Si es así está bien "que la ha hecho famosísima", el subjeto es la serie de televisión y el objeto es esta actriz.

En este caso "dibattersi con dei problemi" tiene el sentido de "enfrentarse con", no de dibatir con palabras (como en un juzgado por ejemplo).

Entonces yo traduciría así:

Desde los problemas de corazón y de trabajo con los cuales tuvo que enfrentarse en Anatomía de Grey (...) a ...


----------



## Maria_del_Valle

irene.acler said:


> ¿Luego la frase sigue, o termina así?
> 
> _Desde/De los problemas de corazón con los cuales se ha debatido en Anatomía de Grey, serie televisiva que la ha hecho famosísima en Italia, hasta/a la atmósfera despreocupada de nuestra capital._


  Gracias!!!!...ahora sí la entiendo.


----------



## Antpax

neutrino2 said:


> Hola Maria, se está hablando de una actriz de Anatomía de Grey, ¿verdad?
> 
> Si es así está bien "que la ha hecho famosísima", el subjeto es la serie de televisión y el objeto es esta actriz.
> 
> En este caso "dibattersi con dei problemi" tiene el sentido de "enfrentarse con", no de dibatir con palabras (como en un juzgado por ejemplo).
> 
> Entonces yo traduciría así:
> 
> Desde los problemas de corazón y de trabajo con los cuales tuvo que enfrentarse en Anatomía de Grey (...) a ...


 
Tiene toda la pinta que va a ser eso . Yo pensaba que hablaba de hechos y circunstancias y no de personas.

Saludos.

Ant


----------



## krolaina

Vale, de acuerdo con Neu, pero yo no veo la parte de "desde los problemas..." ¿qué tal "a partir de..."? Lo siento Neu, Irenilla! no termino de verlo con esa preposición...


----------



## irene.acler

Vale, pero si usas "a partir de", luego en lugar de "hasta/a" ¿qué pones?


----------



## Antpax

Hola:

Es que debe faltar algo antes o después. Si hablase, por ejemplo, de que es capaz de interpretar cualquier situación, lo de "desde los problemas de.... hasta el despreocupado..." lo veo bien.

Saludos.

Ant


----------



## irene.acler

Ya, por eso le pregunté a María si la frase sigue o empieza con algo más  A ver entonces..


----------



## krolaina

Sí, claro, falta frase...

Hmm...Irenilla, podría seguirse con "hasta" dependiendo de cómo siga la frase.

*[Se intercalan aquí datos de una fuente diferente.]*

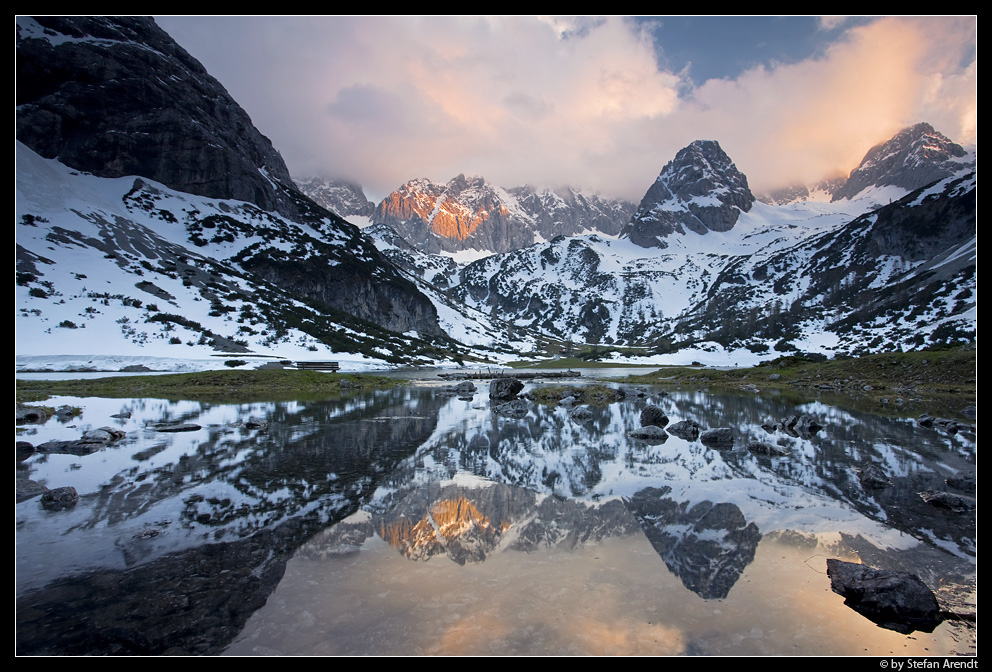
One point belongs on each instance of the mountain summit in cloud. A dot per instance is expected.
(470, 213)
(700, 190)
(913, 158)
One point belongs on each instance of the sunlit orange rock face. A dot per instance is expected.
(438, 206)
(454, 527)
(453, 220)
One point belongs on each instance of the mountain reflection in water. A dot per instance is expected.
(409, 521)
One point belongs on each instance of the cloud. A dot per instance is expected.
(543, 100)
(806, 120)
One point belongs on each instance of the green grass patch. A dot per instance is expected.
(574, 363)
(942, 378)
(220, 386)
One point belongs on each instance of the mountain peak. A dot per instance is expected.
(117, 96)
(700, 190)
(912, 158)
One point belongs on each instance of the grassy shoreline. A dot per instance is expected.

(Sigue el calor? aquí nos cocemos...)


----------



## Maria_del_Valle

Pues el artículo de prensa comienza así. Claro está que sigue, pero el trozo principal es ese y está entero. Lo que sigue después trata sobre la actriz principal de la serie, que se la ha visto con otra persona. Creo recordar que antes de este trozo no había más que un simple titulo sobre la actriz.


----------



## irene.acler

Ah, vale. Pues, no nos queda más que esperar a ver si la frase sigue

(uy, sí, el calor sigue..qué asco ..ya estoy asada totalmente )


----------



## irene.acler

Maria_del_Valle said:


> Pues el artículo de prensa comienza así. Claro está que sigue, pero el trozo principal es ese y está entero. Lo que sigue después trata sobre la actriz principal de la serie, que se la ha visto con otra persona. Creo recordar que antes de este trozo no había más que un simple titulo sobre la actriz.


 
Vale, ¿pero la frase en cuestión termina así? ¿Puedes poner la frase siguente? A ver si entendemos mejor..


----------



## Antpax

Hola:

Creo que ya lo pillo, sería algo así: Ellen Pompeo (por ejemplo). De los agitados problemas y amoríos a los que debe enfrentarse en Anatomía de Grey, serie que la ha hecho famosísima en Italia, hasta la despreocupada atmósfera de la capital". 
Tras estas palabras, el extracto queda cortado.